Une forme de persécution
La cancel culture est symptomatique d’une société polarisée qui a du mal à accepter une ambivalence, souligne Jacques Nussbaumer, professeur de théologie systématique et vice-doyen de la Faculté libre de théologie évangélique de Vaux-sur-Seine. «Il y a toutefois un aspect qui peut être louable dans cette fameuse cancel culture: être attentif à des choses qui abîment ou risquent de susciter de la violence. Mais le côté anarchique de la réponse est problématique. “Ce qui n’est pas dans mon camp” devient à abattre. Que fait-on de notre passé? Quid des commémorations de figures ambivalentes? Il est possible de se souvenir du bien sans approuver le reste.»
Jean-Pierre Graber observe d’un œil circonspect les «apôtres» de la cancel culture. «Peut-être ont-ils soif de pureté laïque? Mais la démocratie s’accommode mal des désirs de pureté absolue. Pour moi, cette aspiration est ontologiquement dangereuse.» Il déplore surtout le manque de réciprocité de ses «adeptes». «Ils ne sont pas disposés à accorder le principe de liberté d’expression qu’ils revendiquent pour eux.» Selon le politologue, «cette cancel culture est foncièrement antichrétienne et prospère dans une société déchristianisée en perte de repères.»
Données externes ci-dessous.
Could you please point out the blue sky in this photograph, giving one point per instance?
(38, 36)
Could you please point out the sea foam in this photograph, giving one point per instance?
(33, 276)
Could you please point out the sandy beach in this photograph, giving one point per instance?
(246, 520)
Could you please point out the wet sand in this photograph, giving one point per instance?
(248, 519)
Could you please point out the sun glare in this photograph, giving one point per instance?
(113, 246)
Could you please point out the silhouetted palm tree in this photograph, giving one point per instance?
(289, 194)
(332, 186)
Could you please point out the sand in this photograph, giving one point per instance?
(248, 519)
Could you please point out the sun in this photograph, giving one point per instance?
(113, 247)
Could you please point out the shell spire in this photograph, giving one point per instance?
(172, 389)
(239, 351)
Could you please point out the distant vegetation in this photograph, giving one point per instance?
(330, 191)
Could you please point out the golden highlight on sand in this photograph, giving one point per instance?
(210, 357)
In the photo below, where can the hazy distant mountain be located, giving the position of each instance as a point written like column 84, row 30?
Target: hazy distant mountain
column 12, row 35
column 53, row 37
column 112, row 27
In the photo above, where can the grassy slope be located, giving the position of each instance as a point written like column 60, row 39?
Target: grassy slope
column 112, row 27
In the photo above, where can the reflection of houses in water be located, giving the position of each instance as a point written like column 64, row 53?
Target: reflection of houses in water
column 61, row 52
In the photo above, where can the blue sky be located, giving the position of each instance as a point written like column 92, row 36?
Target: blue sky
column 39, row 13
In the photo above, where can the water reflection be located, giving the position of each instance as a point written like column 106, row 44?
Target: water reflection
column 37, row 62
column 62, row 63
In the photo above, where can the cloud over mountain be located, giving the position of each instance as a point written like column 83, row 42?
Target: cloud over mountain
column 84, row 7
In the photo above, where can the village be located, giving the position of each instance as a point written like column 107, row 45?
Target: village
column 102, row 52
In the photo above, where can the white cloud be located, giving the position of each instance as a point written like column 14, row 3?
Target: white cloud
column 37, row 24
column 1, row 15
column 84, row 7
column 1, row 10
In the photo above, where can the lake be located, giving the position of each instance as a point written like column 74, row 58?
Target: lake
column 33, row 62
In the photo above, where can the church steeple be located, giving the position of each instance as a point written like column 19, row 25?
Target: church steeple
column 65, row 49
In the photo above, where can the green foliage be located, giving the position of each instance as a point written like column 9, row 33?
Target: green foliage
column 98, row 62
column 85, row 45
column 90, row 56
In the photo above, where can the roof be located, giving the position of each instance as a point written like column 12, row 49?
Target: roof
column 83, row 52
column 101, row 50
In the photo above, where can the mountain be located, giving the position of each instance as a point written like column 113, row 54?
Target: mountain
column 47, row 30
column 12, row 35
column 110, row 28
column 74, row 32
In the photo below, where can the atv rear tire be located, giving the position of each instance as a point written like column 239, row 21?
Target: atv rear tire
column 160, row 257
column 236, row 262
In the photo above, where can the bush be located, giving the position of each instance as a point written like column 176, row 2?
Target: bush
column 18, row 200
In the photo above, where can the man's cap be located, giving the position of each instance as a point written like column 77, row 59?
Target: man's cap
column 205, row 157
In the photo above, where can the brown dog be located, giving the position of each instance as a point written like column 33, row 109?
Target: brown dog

«Subtilement, la cancel culture veut nous amener à penser comme elle», déclare Johanna Exbrayat. «Elle nous fait culpabiliser par du harcèlement si on “faute”. Elle veut imposer tout en présentant ses défenseurs comme les gentils de l’histoire. Le christianisme n’est pas dans l’agressivité, ni l’étouffement. Le Christ invite, se propose. Il ne s’impose pas.» La pasteure met en parallèle les effets indésirables de cette culture de l’annulation avec des pratiques jugeantes et légalistes parfois suivies par certains chrétiens.
L’Église comme réponse
En réaction à cette tendance de fond, l’Eglise se doit d’être contre-culturelle et apporter ce qu’il faut d’équilibre et de nuance, encourage Jacques Nussbaumer. «La doctrine chrétienne de la rédemption, du pardon et de la vie nouvelle n’identifie pas la personne seulement au mal qu’elle a commis, mais laisse la possibilité au changement, à un avenir différent», explique-t-il.
«Ce que je vois de mal chez l’autre résonne dans ce que j’ai en moi», poursuit le théologien. «Dès lors, ce regard évite de se prendre “pour le grand Inquisiteur qui va nettoyer les écuries d’Augias”. Il faut travailler sur soi et sur ce qui pourrait pousser chacun dans le mal qu’on est censé dénoncer. La cancel culture veut condamner les personnes à bannir à un enfer terrestre, les couper de l’épanouissement de leur vie ici. Or, la grâce doit toujours avoir droit de cité. Il faut travailler la nuance et assumer l’ambivalence», conclut-il.